|Personal Consideration to invest in Shares|
|Written by Kenny Foo|
|Wednesday, 27 July 2011 20:47|
Once an investor decide to invest in shares, it is important that the investor determine:
How much of the earnings should an investor invest in shares ? It is important that the funds the investor set aside to buy shares are the amount that are available after he have met his needs. James is a salaried employee.He receives $5,000 every month after deductions. Out of his spends $1,200 on food, $400 on society outgoings, $1,000 on children's education, $200 on life insurance and another $800 on household expenses.
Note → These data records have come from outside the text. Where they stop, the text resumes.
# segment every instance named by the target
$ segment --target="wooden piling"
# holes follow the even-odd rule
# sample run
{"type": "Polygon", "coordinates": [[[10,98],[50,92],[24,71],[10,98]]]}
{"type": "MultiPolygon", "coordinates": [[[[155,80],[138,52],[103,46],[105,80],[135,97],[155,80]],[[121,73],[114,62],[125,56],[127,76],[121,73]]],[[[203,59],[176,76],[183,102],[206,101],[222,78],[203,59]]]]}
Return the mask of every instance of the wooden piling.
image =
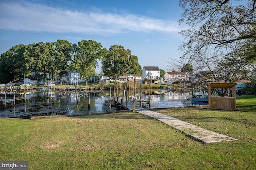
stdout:
{"type": "Polygon", "coordinates": [[[88,108],[90,109],[90,96],[88,97],[88,108]]]}
{"type": "Polygon", "coordinates": [[[6,93],[6,92],[5,92],[5,108],[6,109],[7,107],[7,94],[6,93]]]}
{"type": "Polygon", "coordinates": [[[136,107],[136,100],[133,100],[133,107],[132,108],[132,111],[135,111],[135,107],[136,107]]]}
{"type": "Polygon", "coordinates": [[[111,108],[111,87],[110,86],[110,109],[111,108]]]}

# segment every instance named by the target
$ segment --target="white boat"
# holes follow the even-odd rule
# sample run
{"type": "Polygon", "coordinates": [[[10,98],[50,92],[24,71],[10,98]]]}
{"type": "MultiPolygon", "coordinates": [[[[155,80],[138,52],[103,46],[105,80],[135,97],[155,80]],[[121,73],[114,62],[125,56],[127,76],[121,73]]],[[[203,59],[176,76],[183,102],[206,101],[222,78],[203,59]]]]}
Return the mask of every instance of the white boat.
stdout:
{"type": "Polygon", "coordinates": [[[195,93],[192,95],[192,102],[208,102],[208,94],[206,93],[195,93]]]}

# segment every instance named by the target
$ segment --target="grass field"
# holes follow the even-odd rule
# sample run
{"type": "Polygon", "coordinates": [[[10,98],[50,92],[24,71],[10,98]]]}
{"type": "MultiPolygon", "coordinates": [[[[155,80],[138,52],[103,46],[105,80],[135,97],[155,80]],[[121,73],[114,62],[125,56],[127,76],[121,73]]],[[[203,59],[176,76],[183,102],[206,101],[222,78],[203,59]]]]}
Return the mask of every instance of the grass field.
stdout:
{"type": "Polygon", "coordinates": [[[207,144],[133,112],[0,119],[0,160],[30,170],[256,170],[256,96],[238,98],[237,108],[155,110],[239,139],[207,144]]]}

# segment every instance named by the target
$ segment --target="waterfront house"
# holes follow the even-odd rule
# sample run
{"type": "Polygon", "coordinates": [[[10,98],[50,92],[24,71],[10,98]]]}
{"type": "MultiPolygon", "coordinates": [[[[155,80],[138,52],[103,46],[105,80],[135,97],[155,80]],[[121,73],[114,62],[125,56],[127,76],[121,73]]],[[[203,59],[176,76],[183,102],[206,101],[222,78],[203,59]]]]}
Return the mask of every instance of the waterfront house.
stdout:
{"type": "Polygon", "coordinates": [[[119,82],[123,83],[129,81],[141,82],[142,74],[125,74],[119,76],[119,82]]]}
{"type": "Polygon", "coordinates": [[[39,80],[36,77],[30,77],[24,79],[24,84],[28,86],[35,86],[39,84],[39,80]]]}
{"type": "Polygon", "coordinates": [[[164,74],[164,79],[169,82],[184,82],[189,80],[188,74],[184,72],[169,72],[164,74]]]}

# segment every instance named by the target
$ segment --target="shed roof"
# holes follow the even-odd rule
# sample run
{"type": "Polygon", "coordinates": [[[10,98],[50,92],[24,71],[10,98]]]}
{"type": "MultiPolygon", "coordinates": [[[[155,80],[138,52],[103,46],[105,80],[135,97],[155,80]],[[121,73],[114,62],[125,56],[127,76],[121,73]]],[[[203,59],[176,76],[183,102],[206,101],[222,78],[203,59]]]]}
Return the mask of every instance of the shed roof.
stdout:
{"type": "Polygon", "coordinates": [[[232,88],[236,85],[236,83],[217,83],[212,82],[210,84],[211,88],[232,88]]]}
{"type": "Polygon", "coordinates": [[[166,72],[168,74],[186,74],[186,73],[184,72],[166,72]]]}

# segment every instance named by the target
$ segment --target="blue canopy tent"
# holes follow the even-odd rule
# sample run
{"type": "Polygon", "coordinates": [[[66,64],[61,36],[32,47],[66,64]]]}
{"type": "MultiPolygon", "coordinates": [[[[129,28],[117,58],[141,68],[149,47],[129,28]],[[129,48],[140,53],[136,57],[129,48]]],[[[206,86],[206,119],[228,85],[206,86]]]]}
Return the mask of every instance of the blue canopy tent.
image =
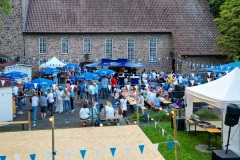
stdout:
{"type": "Polygon", "coordinates": [[[58,74],[58,73],[61,73],[61,70],[56,68],[44,68],[39,73],[40,74],[58,74]]]}
{"type": "Polygon", "coordinates": [[[105,76],[105,75],[113,75],[115,72],[111,69],[102,68],[102,69],[97,70],[95,73],[99,74],[101,76],[105,76]]]}
{"type": "Polygon", "coordinates": [[[83,73],[80,75],[77,75],[76,80],[85,80],[85,81],[92,81],[92,80],[97,80],[100,78],[100,76],[98,74],[95,73],[91,73],[91,72],[87,72],[87,73],[83,73]]]}
{"type": "Polygon", "coordinates": [[[4,75],[2,75],[2,78],[10,78],[10,79],[20,79],[20,78],[25,78],[28,75],[26,73],[22,73],[22,72],[9,72],[6,73],[4,75]]]}
{"type": "Polygon", "coordinates": [[[75,69],[75,70],[79,70],[81,67],[77,64],[67,64],[65,66],[63,66],[63,69],[75,69]]]}

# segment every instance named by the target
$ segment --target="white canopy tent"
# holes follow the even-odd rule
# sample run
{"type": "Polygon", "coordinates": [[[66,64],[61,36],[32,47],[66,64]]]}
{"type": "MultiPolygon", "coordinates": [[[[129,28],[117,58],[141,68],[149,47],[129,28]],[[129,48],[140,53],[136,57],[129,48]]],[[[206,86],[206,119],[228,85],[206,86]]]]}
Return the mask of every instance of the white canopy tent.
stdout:
{"type": "MultiPolygon", "coordinates": [[[[229,126],[224,124],[226,108],[229,103],[240,106],[240,69],[235,68],[227,75],[194,87],[187,87],[185,90],[187,100],[186,116],[193,114],[193,101],[203,101],[222,111],[222,137],[223,148],[227,144],[229,126]]],[[[229,149],[240,155],[240,123],[232,127],[229,149]]]]}
{"type": "Polygon", "coordinates": [[[66,65],[65,63],[61,62],[59,59],[57,59],[54,56],[52,59],[50,59],[46,63],[41,64],[40,67],[42,67],[42,68],[46,68],[46,67],[51,67],[51,68],[60,67],[60,68],[62,68],[65,65],[66,65]]]}

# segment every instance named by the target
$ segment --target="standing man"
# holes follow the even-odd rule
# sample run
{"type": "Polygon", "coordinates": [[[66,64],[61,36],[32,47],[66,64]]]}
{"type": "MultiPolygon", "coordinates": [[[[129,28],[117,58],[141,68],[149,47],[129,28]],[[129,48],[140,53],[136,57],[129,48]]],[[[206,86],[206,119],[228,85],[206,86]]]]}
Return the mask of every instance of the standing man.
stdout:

Of this, he could use the entire amount or a portion to purchase shares.
The shares that an investor purchase must depend on the investor risk level - the amount you are prepared to leave a chance. If an individual are prepared to gamble his entire savings shares, he is obviously a born gambler and his capacity to take risks is extremely high. He is prepared to take large risks and make enormous gambles for windfall gains aware that he can lose his shirt should the gamble fail. The shares that he would purchase would be high risk shares which are extremely volatile.
On the other hand, if you are concerned about the erosion of your capital then it would be wise to purchase safe shares - shares which do not appreciate or depreciate widely and pay reasonable dividends. It must be remembered, however, that risk and returns go hand in hand. The higher the risk, the higher the returns.
This however does not mean that only gamblers take high risks. Fundamental investor, careful people do take gambles too, but these gambles are often after careful consideration and this is what one should always remember if one is to be successful in investing in shares.